Fox general counsel Gerson A. Zweifach first announced that its five proposals had been approved by proxies of “a majority vote,” including the merger agreement. A few minutes later, at the Disney meeting, Disney general counsel Alan Braverman announced that Disney’s sole measure — to issue additional shares to buy Fox — also had been approved by shareholders. Braverman then adjourned the meeting.
The lightning-quick approval caps Murdoch’s surprise decision to sell the company he spent decades building. Hollywood was stunned last fall when news of the talks between Disney and Fox first surfaced. In December, Murdoch accepted Disney’s initial $52-billion bid for Fox’s television and movie studio, cable television channels FX and National Geographic, a stake in streaming service Hulu, television operations in India and Fox’s 39% stake in London-based pay-TV company Sky.

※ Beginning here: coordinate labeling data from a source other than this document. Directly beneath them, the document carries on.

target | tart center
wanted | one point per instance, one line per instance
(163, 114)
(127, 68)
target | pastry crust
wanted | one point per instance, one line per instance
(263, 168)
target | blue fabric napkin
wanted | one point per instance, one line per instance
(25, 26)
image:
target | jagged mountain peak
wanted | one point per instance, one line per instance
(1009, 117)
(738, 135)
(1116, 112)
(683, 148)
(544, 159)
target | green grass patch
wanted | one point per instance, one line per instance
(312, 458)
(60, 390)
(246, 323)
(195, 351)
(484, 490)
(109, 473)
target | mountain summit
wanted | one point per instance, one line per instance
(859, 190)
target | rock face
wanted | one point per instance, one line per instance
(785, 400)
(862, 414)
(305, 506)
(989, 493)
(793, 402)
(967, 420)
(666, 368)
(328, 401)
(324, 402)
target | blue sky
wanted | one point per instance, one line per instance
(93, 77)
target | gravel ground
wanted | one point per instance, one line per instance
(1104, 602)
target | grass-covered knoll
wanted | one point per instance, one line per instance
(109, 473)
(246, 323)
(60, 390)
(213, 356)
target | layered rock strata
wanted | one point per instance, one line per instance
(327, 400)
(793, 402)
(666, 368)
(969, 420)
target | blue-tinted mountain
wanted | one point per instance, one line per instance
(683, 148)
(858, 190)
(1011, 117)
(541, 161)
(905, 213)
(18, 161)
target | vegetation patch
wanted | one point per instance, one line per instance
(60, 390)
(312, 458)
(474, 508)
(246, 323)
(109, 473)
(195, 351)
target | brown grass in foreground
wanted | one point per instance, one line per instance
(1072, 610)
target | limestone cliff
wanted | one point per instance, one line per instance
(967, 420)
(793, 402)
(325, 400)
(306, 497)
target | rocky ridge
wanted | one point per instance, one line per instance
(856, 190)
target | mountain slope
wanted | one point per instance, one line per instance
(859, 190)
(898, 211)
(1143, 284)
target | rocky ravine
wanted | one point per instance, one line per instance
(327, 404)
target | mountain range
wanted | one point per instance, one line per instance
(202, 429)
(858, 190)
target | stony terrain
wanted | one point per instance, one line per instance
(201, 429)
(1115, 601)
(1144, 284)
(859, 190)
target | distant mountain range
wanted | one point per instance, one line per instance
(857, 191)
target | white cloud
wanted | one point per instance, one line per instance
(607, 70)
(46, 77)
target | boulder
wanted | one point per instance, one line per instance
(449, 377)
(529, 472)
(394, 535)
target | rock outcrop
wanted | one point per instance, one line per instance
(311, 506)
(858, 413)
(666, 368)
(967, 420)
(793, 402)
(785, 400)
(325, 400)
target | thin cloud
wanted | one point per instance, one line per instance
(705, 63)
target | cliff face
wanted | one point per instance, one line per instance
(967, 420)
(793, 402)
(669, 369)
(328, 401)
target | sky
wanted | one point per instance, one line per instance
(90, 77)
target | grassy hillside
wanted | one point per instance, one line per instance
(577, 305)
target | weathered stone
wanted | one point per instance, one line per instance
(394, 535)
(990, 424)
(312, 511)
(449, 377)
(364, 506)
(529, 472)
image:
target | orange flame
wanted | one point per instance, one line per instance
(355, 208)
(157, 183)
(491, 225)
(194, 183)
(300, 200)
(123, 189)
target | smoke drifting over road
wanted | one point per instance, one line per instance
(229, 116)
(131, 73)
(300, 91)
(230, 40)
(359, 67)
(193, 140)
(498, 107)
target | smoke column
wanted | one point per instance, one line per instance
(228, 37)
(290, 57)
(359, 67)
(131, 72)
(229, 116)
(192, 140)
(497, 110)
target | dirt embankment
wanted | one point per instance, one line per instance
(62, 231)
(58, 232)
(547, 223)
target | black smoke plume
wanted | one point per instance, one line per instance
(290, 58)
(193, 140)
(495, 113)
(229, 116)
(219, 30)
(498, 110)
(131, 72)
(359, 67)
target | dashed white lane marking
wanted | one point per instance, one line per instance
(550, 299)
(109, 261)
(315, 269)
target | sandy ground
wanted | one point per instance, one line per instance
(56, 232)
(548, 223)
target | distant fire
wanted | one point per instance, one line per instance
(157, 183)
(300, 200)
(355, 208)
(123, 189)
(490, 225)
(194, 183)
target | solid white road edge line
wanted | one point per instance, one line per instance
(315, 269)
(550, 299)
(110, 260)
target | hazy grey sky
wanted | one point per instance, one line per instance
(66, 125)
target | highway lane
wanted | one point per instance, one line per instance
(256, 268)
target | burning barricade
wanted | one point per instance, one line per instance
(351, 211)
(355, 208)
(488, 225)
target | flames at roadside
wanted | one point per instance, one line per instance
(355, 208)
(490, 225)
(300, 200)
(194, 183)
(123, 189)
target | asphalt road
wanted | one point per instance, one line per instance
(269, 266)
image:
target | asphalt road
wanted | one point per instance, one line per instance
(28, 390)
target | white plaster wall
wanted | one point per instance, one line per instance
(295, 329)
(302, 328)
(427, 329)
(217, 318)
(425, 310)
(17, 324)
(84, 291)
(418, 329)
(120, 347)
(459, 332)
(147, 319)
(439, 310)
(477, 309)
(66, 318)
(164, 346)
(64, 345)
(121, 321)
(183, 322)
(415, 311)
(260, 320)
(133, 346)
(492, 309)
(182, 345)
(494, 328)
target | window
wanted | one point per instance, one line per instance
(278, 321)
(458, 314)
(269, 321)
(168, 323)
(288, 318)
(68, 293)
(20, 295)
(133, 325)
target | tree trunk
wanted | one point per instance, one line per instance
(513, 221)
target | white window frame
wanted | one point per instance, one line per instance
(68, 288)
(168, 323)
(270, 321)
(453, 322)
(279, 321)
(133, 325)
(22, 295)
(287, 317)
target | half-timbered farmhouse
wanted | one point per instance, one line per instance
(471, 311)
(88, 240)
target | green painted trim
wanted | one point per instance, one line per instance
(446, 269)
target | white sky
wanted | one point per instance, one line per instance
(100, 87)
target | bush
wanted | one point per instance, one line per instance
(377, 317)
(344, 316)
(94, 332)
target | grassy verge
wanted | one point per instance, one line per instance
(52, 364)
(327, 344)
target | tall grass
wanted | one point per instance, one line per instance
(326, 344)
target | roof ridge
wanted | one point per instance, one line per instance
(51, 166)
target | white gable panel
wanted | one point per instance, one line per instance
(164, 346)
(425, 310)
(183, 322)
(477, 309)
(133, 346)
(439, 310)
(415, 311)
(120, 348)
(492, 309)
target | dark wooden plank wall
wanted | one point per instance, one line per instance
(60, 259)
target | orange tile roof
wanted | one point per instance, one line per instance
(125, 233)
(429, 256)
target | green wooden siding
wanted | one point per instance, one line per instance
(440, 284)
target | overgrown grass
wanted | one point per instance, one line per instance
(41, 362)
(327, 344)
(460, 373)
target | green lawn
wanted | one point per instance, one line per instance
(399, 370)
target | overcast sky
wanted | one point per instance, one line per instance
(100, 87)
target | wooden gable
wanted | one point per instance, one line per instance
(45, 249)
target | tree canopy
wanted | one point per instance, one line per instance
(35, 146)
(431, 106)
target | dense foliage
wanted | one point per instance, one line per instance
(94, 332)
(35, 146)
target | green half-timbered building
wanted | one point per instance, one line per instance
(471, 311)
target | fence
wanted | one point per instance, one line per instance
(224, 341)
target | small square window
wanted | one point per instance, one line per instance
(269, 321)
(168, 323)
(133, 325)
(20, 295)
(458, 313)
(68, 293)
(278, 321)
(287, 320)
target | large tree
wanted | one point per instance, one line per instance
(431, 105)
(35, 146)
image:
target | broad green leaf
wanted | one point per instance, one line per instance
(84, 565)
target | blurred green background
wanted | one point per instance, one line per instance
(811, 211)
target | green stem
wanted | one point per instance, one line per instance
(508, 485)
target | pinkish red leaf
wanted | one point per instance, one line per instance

“The way the entertainment and media world is going, scale — and global scale — is increasingly important as these companies face competition that is coming from Facebook and Google,” said Jim Nail, principal analyst at the advisory firm Forrester Research. “All these guys are playing catch-up, and Bob Iger has made a canny purchase.”
Murdoch has Comcast Chairman and Chief Executive Brian Roberts to thank for a more lucrative price. In early June, Comcast made its own $65-billion offer for the same Fox assets, which forced Iger to pony up $19 billion more than Disney’s initial bid to claim the prize.
“Combining the 21st Century Fox businesses with Disney and establishing new ‘Fox’ will unlock significant value for our shareholders,” Murdoch, Fox’s executive chairman, said in a statement. “We are grateful to our shareholders for approving this transaction. I want to thank all of our executives and colleagues for their enormous contributions in building 21st Century Fox over the past decades.”
Disney said it expects to pay a total of about $35 billion in cash and issue approximately 343 million new Disney shares to Fox shareholders, who will own as much as 20% of Disney. Fox stockholders may elect to receive $38 per share in either cash or shares of Disney.
The Murdoch family, which holds 17% of Fox’s outstanding shares, could come away with Disney stock valued at more than $12 billion, making the family a major shareholder in Disney.
By adding Fox’s deep library of TV shows and movies, along with franchises such as “Avatar,” “Planet of the Apes” and Marvel Entertainment’s “Deadpool,” Disney would have a trove of popular content to use in a new streaming service the Burbank entertainment giant intends to launch next year. Disney also would gain majority control of Hulu, which Iger has said will be used for more adult fare.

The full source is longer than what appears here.